Where did you find frclinks.com? That’s a nifty idea.

I don’t know how well one parsing method works against others, a regex will work as long as they don’t add a new table to the document, and don’t add non-numerical data. Likewise, an HTML parser will, and will also properly handle entities like < , but any change in structure will not work (though that is a simple parameter change telling it the new path to the data). I just use the DOM and SimpleXML parsers in PHP, Python (eewww, Python) must have something similar.

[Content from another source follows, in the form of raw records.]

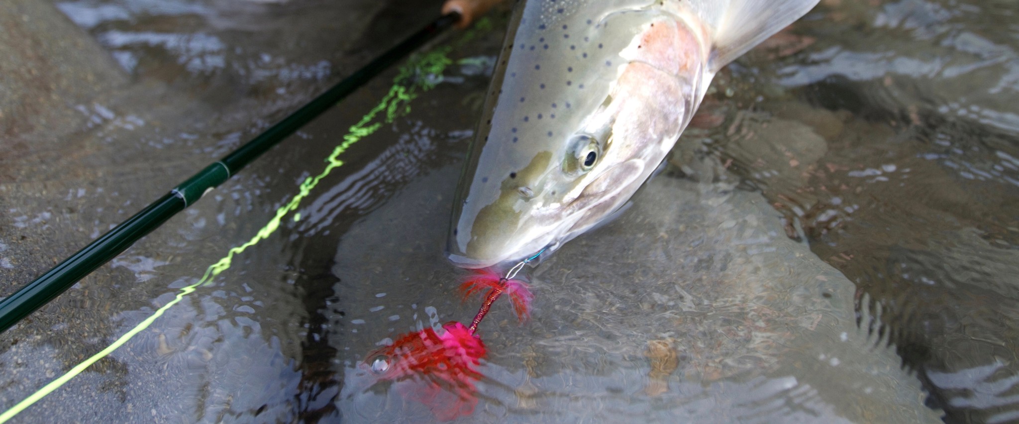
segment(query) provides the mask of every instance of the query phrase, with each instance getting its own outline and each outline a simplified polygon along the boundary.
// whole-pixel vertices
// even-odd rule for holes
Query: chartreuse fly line
[[[473,39],[476,31],[485,31],[490,28],[491,23],[482,19],[475,24],[474,30],[466,32],[455,45],[463,45],[467,41]],[[181,287],[177,292],[176,297],[174,297],[170,302],[157,309],[151,316],[121,335],[120,338],[117,338],[115,341],[110,343],[109,347],[86,359],[85,361],[82,361],[82,363],[75,365],[59,378],[53,380],[49,384],[46,384],[25,400],[19,402],[17,405],[14,405],[3,414],[0,414],[0,423],[6,422],[23,411],[25,408],[53,392],[53,390],[57,389],[67,381],[70,381],[71,378],[74,378],[82,371],[85,371],[87,368],[92,366],[92,364],[95,364],[100,359],[105,358],[113,353],[113,351],[122,347],[136,334],[149,328],[149,326],[152,325],[157,318],[162,316],[163,313],[173,307],[173,305],[176,305],[183,300],[185,296],[194,293],[203,284],[210,283],[216,276],[228,269],[234,256],[244,253],[248,248],[266,240],[270,234],[279,229],[279,225],[283,221],[286,214],[297,210],[301,201],[311,194],[311,191],[318,186],[319,181],[328,176],[333,169],[343,165],[343,161],[339,159],[339,156],[343,152],[345,152],[355,143],[358,143],[364,138],[374,134],[383,124],[391,123],[397,117],[406,115],[411,111],[411,102],[414,101],[420,93],[429,91],[442,82],[442,72],[448,65],[452,64],[452,61],[448,58],[448,54],[451,50],[451,46],[435,48],[428,53],[412,58],[410,62],[400,67],[398,73],[393,78],[392,87],[389,89],[389,92],[385,95],[385,97],[383,97],[378,105],[372,108],[368,114],[362,117],[358,123],[351,126],[350,132],[343,136],[343,142],[336,146],[332,153],[326,157],[326,166],[322,169],[322,172],[314,177],[306,178],[301,183],[298,194],[290,199],[286,205],[276,209],[276,214],[269,220],[268,223],[265,224],[265,226],[258,230],[255,236],[240,246],[231,248],[225,257],[210,265],[209,268],[206,269],[202,278],[191,285]],[[300,219],[300,214],[294,214],[293,220]]]

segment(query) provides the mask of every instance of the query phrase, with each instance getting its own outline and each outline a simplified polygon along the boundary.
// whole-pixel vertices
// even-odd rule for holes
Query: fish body
[[[454,198],[450,261],[550,253],[612,216],[715,72],[817,1],[521,1]]]

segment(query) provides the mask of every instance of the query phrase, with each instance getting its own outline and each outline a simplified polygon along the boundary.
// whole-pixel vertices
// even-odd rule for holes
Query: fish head
[[[554,251],[619,210],[675,144],[703,96],[701,68],[635,54],[657,43],[667,51],[656,55],[686,46],[685,60],[700,60],[700,41],[681,40],[683,22],[646,1],[626,3],[555,13],[532,1],[515,15],[454,199],[455,265]]]

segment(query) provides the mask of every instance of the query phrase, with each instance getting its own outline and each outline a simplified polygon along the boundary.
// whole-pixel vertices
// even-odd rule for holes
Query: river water
[[[480,402],[460,420],[1019,419],[1015,6],[825,0],[727,67],[633,206],[527,271],[532,319],[495,305]],[[4,7],[21,43],[0,39],[7,66],[35,76],[0,85],[15,100],[0,103],[2,295],[438,4]],[[450,63],[414,81],[434,88],[306,194],[396,69],[0,335],[3,409],[269,228],[15,420],[435,421],[364,361],[474,313],[441,253],[505,21],[430,46]]]

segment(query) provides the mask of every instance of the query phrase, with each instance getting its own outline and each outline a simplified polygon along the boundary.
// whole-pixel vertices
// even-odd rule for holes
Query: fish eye
[[[574,136],[570,143],[570,153],[562,162],[562,169],[571,174],[581,174],[591,170],[601,155],[601,146],[591,136]]]

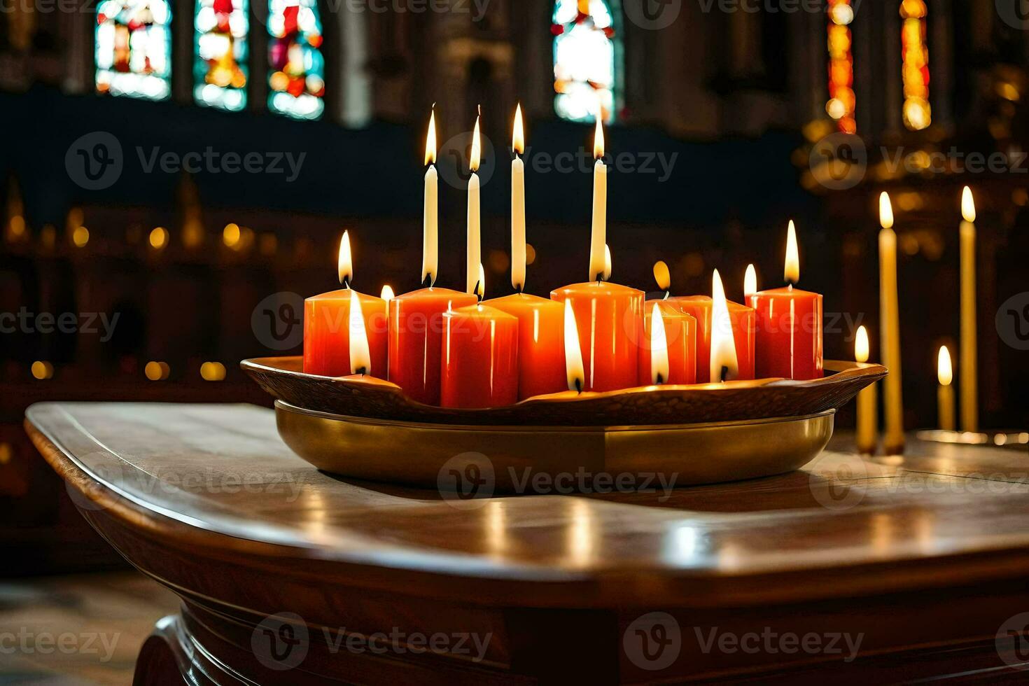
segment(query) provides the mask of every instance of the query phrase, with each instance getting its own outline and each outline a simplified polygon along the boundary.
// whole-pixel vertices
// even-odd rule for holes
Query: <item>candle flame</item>
[[[364,316],[361,314],[361,300],[357,297],[357,291],[350,291],[350,373],[371,373],[368,333],[364,330]]]
[[[340,275],[340,283],[350,288],[350,282],[354,280],[354,262],[350,257],[350,232],[344,231],[340,239],[340,260],[336,265]]]
[[[425,165],[436,164],[436,109],[432,106],[432,113],[429,114],[429,133],[425,136]]]
[[[971,188],[968,186],[961,191],[961,216],[967,222],[975,221],[975,201],[971,198]]]
[[[483,154],[483,144],[478,140],[478,137],[480,137],[480,134],[478,134],[478,117],[480,117],[480,115],[476,114],[475,115],[475,129],[471,132],[471,154],[468,157],[468,169],[470,169],[472,172],[477,172],[478,171],[478,161],[480,161],[480,157]]]
[[[725,289],[718,269],[715,269],[711,277],[711,381],[736,378],[739,370]]]
[[[650,383],[657,385],[667,381],[668,336],[665,333],[665,318],[654,302],[650,311]]]
[[[525,130],[522,125],[522,103],[514,108],[514,132],[511,134],[511,149],[522,154],[525,152]]]
[[[854,359],[858,362],[868,361],[868,330],[864,326],[857,327],[854,338]]]
[[[951,351],[947,346],[939,347],[939,357],[936,360],[936,380],[941,386],[950,386],[954,381],[954,367],[951,365]]]
[[[801,255],[796,250],[796,227],[793,226],[792,219],[786,227],[786,264],[782,276],[787,284],[795,284],[801,280]]]
[[[757,270],[753,264],[747,265],[747,270],[743,275],[743,297],[749,299],[757,292]]]
[[[885,190],[879,195],[879,225],[893,228],[893,206],[890,205],[890,194]]]
[[[653,280],[658,282],[658,288],[667,291],[672,285],[672,275],[668,270],[665,260],[659,259],[653,263]]]
[[[586,372],[582,371],[582,350],[579,348],[578,327],[571,300],[565,300],[565,375],[569,391],[582,391]]]

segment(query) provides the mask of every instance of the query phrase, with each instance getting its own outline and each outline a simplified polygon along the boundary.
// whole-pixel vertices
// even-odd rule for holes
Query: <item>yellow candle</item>
[[[893,231],[890,196],[879,196],[879,316],[882,329],[883,364],[889,370],[883,381],[886,406],[888,455],[903,452],[903,398],[900,391],[900,311],[897,304],[897,236]]]
[[[436,174],[436,113],[429,115],[425,137],[425,207],[422,212],[422,283],[431,286],[436,278],[439,252],[439,177]]]
[[[951,352],[947,346],[939,347],[939,356],[936,359],[936,380],[939,387],[936,389],[936,414],[939,419],[939,428],[944,431],[954,431],[954,370],[951,367]]]
[[[590,276],[587,281],[600,281],[604,274],[604,251],[607,247],[607,167],[604,165],[604,130],[597,115],[593,137],[593,233],[590,241]]]
[[[511,135],[511,286],[519,293],[525,288],[525,164],[519,155],[525,152],[525,132],[522,127],[522,105],[514,108],[514,131]]]
[[[961,193],[961,430],[979,431],[979,383],[975,347],[975,204],[971,190]],[[953,391],[951,391],[953,394]]]
[[[482,143],[478,140],[478,116],[475,116],[475,130],[471,134],[471,155],[468,159],[468,169],[471,175],[468,177],[468,251],[465,264],[465,292],[475,293],[475,284],[478,282],[478,266],[482,258],[482,241],[480,239],[480,182],[478,158],[481,156]]]
[[[857,338],[854,340],[854,359],[858,362],[868,361],[868,332],[863,326],[857,327]],[[857,394],[857,449],[865,455],[876,453],[879,442],[879,404],[876,384],[861,389]]]

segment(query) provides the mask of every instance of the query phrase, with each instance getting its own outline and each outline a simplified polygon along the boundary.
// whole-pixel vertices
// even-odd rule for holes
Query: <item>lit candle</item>
[[[939,428],[944,431],[954,431],[954,370],[951,366],[951,352],[947,346],[939,347],[939,356],[936,358],[936,381],[939,386],[936,388],[936,416],[939,420]]]
[[[868,332],[863,326],[857,327],[854,339],[854,359],[868,361]],[[870,384],[857,394],[857,449],[865,455],[874,455],[879,442],[878,397],[875,384]]]
[[[521,107],[514,112],[511,146],[516,153],[511,164],[511,286],[516,292],[484,304],[518,319],[518,397],[524,400],[565,388],[564,309],[560,302],[523,292],[526,278],[525,181],[518,153],[525,149],[525,136]]]
[[[431,286],[429,275],[435,278],[439,255],[439,177],[436,174],[436,111],[429,114],[429,132],[425,137],[425,207],[422,212],[422,283]]]
[[[480,275],[478,288],[486,283]],[[482,302],[443,315],[439,404],[501,407],[518,401],[518,319]]]
[[[425,158],[435,159],[435,133],[429,127]],[[435,178],[435,170],[432,172]],[[435,204],[433,203],[433,208]],[[389,381],[414,400],[439,403],[439,360],[442,349],[443,313],[474,304],[477,298],[449,288],[435,288],[437,254],[435,222],[432,236],[426,231],[422,246],[421,288],[391,298],[389,308]]]
[[[478,265],[482,258],[482,241],[480,239],[480,182],[478,161],[482,155],[482,143],[478,139],[478,115],[475,115],[475,129],[471,133],[471,153],[468,157],[468,250],[465,274],[465,292],[475,292],[475,282],[478,280]]]
[[[886,406],[886,436],[883,447],[888,455],[903,452],[903,398],[900,392],[900,311],[897,304],[897,236],[893,231],[893,207],[884,191],[879,196],[879,316],[882,328],[883,365],[888,372],[883,380]]]
[[[322,376],[353,373],[351,365],[352,329],[355,318],[362,322],[361,333],[367,347],[364,373],[387,375],[386,303],[374,295],[358,293],[350,287],[353,259],[350,234],[340,241],[338,273],[343,288],[309,297],[304,301],[304,371]],[[355,311],[354,303],[359,303]]]
[[[786,230],[785,288],[759,291],[748,299],[757,317],[756,359],[758,378],[821,378],[822,296],[793,288],[801,278],[796,229]]]
[[[979,431],[979,365],[975,342],[975,203],[961,192],[961,430]]]
[[[665,291],[665,299],[646,301],[648,312],[639,347],[639,384],[696,384],[697,320],[682,312],[678,303],[667,299],[671,278],[665,262],[653,265],[653,276],[658,287]],[[660,315],[658,320],[654,313]],[[662,362],[660,368],[654,364],[654,356]],[[659,371],[661,382],[654,381]]]

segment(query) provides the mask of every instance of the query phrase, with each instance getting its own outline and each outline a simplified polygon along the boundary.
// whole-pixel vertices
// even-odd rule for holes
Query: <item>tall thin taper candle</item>
[[[975,204],[961,192],[961,430],[979,431],[979,369],[975,344]]]
[[[475,293],[478,282],[478,265],[483,261],[482,240],[480,239],[480,184],[478,158],[482,154],[482,144],[478,140],[478,115],[475,116],[475,130],[471,134],[471,155],[468,159],[468,251],[465,268],[465,292]]]
[[[854,359],[868,361],[868,332],[863,326],[857,327],[854,339]],[[876,384],[870,384],[857,394],[857,449],[864,455],[875,455],[879,442],[879,391]]]
[[[887,455],[903,453],[903,397],[900,374],[900,310],[897,304],[897,236],[893,231],[890,196],[879,196],[879,317],[882,329],[883,364],[889,370],[883,381],[886,406]]]

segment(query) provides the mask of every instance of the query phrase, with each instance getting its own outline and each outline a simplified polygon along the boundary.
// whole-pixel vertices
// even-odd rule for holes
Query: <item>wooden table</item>
[[[42,403],[26,427],[182,598],[137,683],[1029,676],[1024,446],[870,461],[838,436],[751,481],[454,502],[318,472],[251,405]]]

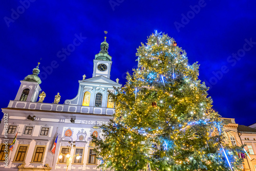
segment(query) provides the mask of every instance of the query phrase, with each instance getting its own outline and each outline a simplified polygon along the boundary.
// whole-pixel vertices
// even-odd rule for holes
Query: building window
[[[89,92],[86,92],[83,94],[83,100],[82,100],[82,105],[89,106],[90,105],[90,99],[91,93]]]
[[[249,150],[249,154],[250,155],[254,155],[254,153],[253,152],[253,150],[252,149],[252,147],[251,145],[247,145],[248,149]]]
[[[26,126],[23,134],[31,135],[33,131],[33,126]]]
[[[74,163],[82,163],[82,154],[83,152],[83,148],[76,148],[76,153],[75,155],[76,155],[79,154],[79,156],[80,156],[80,158],[77,160],[76,157],[75,158],[75,160],[74,160]]]
[[[40,135],[48,136],[49,130],[49,127],[42,127],[42,129],[41,129],[41,132],[40,133]]]
[[[26,89],[23,90],[22,92],[22,96],[20,96],[20,98],[19,99],[19,101],[26,101],[27,100],[27,98],[28,98],[28,96],[29,93],[29,89]]]
[[[18,148],[15,161],[24,161],[25,158],[26,153],[27,152],[27,146],[20,146]]]
[[[8,127],[8,134],[14,134],[17,126],[9,125]]]
[[[45,147],[42,146],[38,146],[36,147],[35,153],[35,157],[33,160],[34,162],[42,162],[42,156],[44,156],[44,152],[45,151]]]
[[[102,94],[100,93],[97,93],[95,99],[95,106],[101,107],[102,102]]]
[[[236,141],[236,139],[234,137],[231,136],[230,137],[231,143],[232,145],[236,146],[237,145],[237,141]]]
[[[96,152],[94,151],[94,149],[90,149],[88,163],[96,164]]]
[[[10,144],[8,144],[7,146],[5,146],[5,144],[3,144],[1,146],[1,150],[0,151],[0,161],[5,161],[5,157],[6,153],[5,153],[5,151],[7,151],[7,154],[9,154],[9,151],[10,148]]]
[[[61,153],[63,155],[67,155],[68,154],[69,154],[69,148],[62,148],[61,153],[59,155],[61,155]],[[66,163],[67,159],[64,156],[62,156],[62,158],[60,159],[59,160],[59,163]]]

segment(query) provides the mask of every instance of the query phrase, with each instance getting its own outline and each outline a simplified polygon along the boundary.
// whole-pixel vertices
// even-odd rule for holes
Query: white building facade
[[[110,79],[112,61],[108,49],[105,37],[93,61],[93,77],[83,76],[79,81],[77,95],[63,104],[38,102],[41,93],[38,66],[20,81],[14,100],[2,109],[1,170],[100,170],[90,135],[103,138],[99,126],[115,112],[108,94],[114,87],[121,86]],[[9,148],[16,134],[12,152]],[[53,154],[51,148],[57,136]],[[69,162],[65,157],[68,154],[69,159],[76,155],[80,158],[73,157]],[[60,155],[63,157],[59,159]]]

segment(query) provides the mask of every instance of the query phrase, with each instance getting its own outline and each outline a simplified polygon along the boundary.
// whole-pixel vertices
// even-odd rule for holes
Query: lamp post
[[[73,145],[75,144],[75,143],[70,143],[71,145],[70,145],[69,151],[69,154],[67,154],[67,155],[65,155],[65,154],[60,153],[60,155],[59,156],[59,159],[61,159],[62,158],[63,156],[64,156],[66,160],[66,164],[67,164],[67,171],[68,171],[68,168],[69,168],[69,164],[70,164],[70,162],[72,161],[73,159],[75,157],[76,157],[76,159],[77,160],[79,160],[80,159],[80,156],[79,154],[76,154],[74,156],[71,156],[70,155],[70,152],[71,151],[71,147],[73,146]]]

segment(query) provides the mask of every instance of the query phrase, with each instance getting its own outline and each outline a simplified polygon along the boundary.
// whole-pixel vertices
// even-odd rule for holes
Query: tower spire
[[[106,34],[108,31],[104,31],[104,33]],[[95,55],[95,59],[111,61],[112,57],[109,55],[109,52],[108,52],[108,50],[109,49],[109,44],[107,43],[106,41],[106,37],[105,36],[104,38],[105,38],[104,41],[100,44],[100,51],[99,53]]]

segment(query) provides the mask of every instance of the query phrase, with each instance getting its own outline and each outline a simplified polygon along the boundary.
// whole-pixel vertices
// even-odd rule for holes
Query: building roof
[[[239,132],[256,133],[256,129],[242,125],[238,125],[238,131]]]

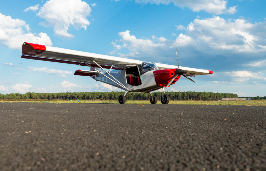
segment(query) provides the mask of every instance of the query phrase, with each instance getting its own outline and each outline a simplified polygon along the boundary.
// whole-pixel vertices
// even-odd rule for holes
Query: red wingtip
[[[22,55],[40,55],[46,50],[45,46],[25,42],[22,45]]]

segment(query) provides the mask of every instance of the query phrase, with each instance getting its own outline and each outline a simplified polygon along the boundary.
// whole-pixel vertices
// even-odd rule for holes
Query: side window
[[[142,68],[142,66],[141,65],[138,65],[138,66],[139,67],[139,72],[140,73],[140,75],[142,75],[145,73],[145,71]]]
[[[128,84],[132,86],[139,86],[141,84],[140,77],[136,66],[126,69],[126,75]]]

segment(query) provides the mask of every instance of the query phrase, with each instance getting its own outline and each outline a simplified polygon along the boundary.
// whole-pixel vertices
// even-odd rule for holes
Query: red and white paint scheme
[[[156,97],[151,92],[163,88],[161,102],[167,104],[169,97],[164,88],[174,84],[183,75],[194,82],[188,76],[212,74],[213,72],[25,42],[22,46],[21,58],[86,66],[89,70],[78,70],[74,75],[88,76],[126,91],[118,98],[119,103],[126,102],[128,92],[149,93],[152,104],[157,102]]]

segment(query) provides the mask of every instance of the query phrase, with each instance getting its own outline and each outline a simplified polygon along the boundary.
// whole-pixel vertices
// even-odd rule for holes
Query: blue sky
[[[169,89],[266,96],[266,2],[5,1],[0,6],[0,93],[120,91],[88,67],[20,58],[24,42],[213,71]]]

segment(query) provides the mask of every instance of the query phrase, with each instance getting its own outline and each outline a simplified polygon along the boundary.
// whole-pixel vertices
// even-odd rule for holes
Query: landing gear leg
[[[121,95],[119,96],[118,98],[118,101],[119,102],[119,103],[120,104],[123,104],[126,103],[126,96],[125,96],[128,92],[128,91],[127,91],[126,92],[126,93],[125,93],[123,95]]]
[[[164,91],[164,88],[163,87],[163,93],[162,94],[162,96],[161,96],[161,102],[163,104],[166,105],[168,104],[169,101],[170,100],[170,98],[167,95],[167,94],[165,93]]]
[[[151,95],[151,99],[150,100],[150,101],[151,102],[151,103],[152,104],[156,104],[156,103],[157,103],[157,97],[156,96],[152,96],[152,95],[151,93],[151,92],[149,92],[149,93],[150,94],[150,95]]]

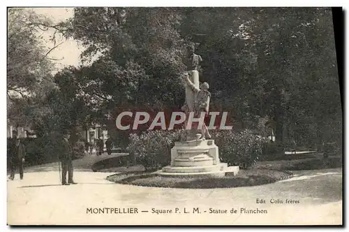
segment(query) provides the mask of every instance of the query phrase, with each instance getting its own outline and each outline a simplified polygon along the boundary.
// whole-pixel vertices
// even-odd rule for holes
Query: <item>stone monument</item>
[[[199,85],[199,61],[202,59],[194,53],[191,55],[192,68],[184,75],[186,86],[186,102],[182,110],[186,113],[186,121],[191,113],[195,118],[201,114],[208,114],[211,94],[208,91],[209,85],[204,82]],[[200,88],[199,88],[200,85]],[[186,129],[186,136],[184,141],[174,143],[171,150],[171,164],[156,173],[163,177],[219,177],[226,174],[236,175],[238,166],[228,167],[219,160],[218,147],[211,140],[205,122],[202,128]]]

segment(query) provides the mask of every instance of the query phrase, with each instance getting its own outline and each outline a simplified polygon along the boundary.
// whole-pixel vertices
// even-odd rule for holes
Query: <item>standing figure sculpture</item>
[[[201,113],[204,112],[205,117],[206,117],[209,113],[209,101],[211,99],[211,93],[208,91],[209,88],[209,84],[207,82],[203,82],[200,85],[200,88],[198,88],[189,79],[188,73],[186,73],[185,77],[185,82],[194,96],[193,109],[190,108],[188,106],[187,101],[186,101],[185,105],[182,107],[182,110],[186,112],[187,117],[190,112],[194,112],[195,117],[200,117]],[[199,129],[200,130],[201,133],[201,137],[200,138],[200,139],[211,138],[211,135],[209,133],[207,126],[206,126],[205,122],[202,124],[202,127]]]

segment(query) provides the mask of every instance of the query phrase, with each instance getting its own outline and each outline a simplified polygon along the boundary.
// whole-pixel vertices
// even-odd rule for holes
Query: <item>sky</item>
[[[31,8],[36,13],[43,15],[52,20],[54,23],[65,21],[73,16],[73,8]],[[44,36],[46,46],[48,49],[53,48],[54,44],[50,41],[50,36],[53,35],[54,30],[49,30],[45,32]],[[66,41],[64,38],[59,38],[59,42]],[[79,56],[83,51],[81,45],[77,41],[73,39],[66,40],[64,43],[55,48],[50,54],[50,57],[59,59],[54,61],[57,66],[58,69],[61,69],[64,66],[73,65],[77,66],[79,65]]]

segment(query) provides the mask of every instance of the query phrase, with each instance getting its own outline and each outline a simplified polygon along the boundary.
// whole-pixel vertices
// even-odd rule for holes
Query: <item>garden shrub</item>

I have an initiative to standardize how FIRST data is published, XML Interchange format. An example that mixes the rankings and schedule:


<event season="2009" code="GLR">
        <team number="67" game:rank="1" game:win="12" game:lost="0" game:tie="0" game:plays="0" game:qs="24.00" game:rs="51.75" game:mp="117" />
        ...

        <match type="qualification" number="1" time="11:45">
            <alliance name="red">
                <team position="1" number="1940"/>
                <team position="2" number="216"/>
                <team position="3" number="123"/>
            </alliance>
            <alliance name="blue">
                <team position="1" number="1896"/>
                <team position="2" number="468"/>
                <team position="3" number="894"/>
            </alliance>
        </match>
        ...
</event>

Where game is some XML namespace (if you like).

As for licensing, as a rule of thumb, if the code is shorter then the license would be, I put it in public domain.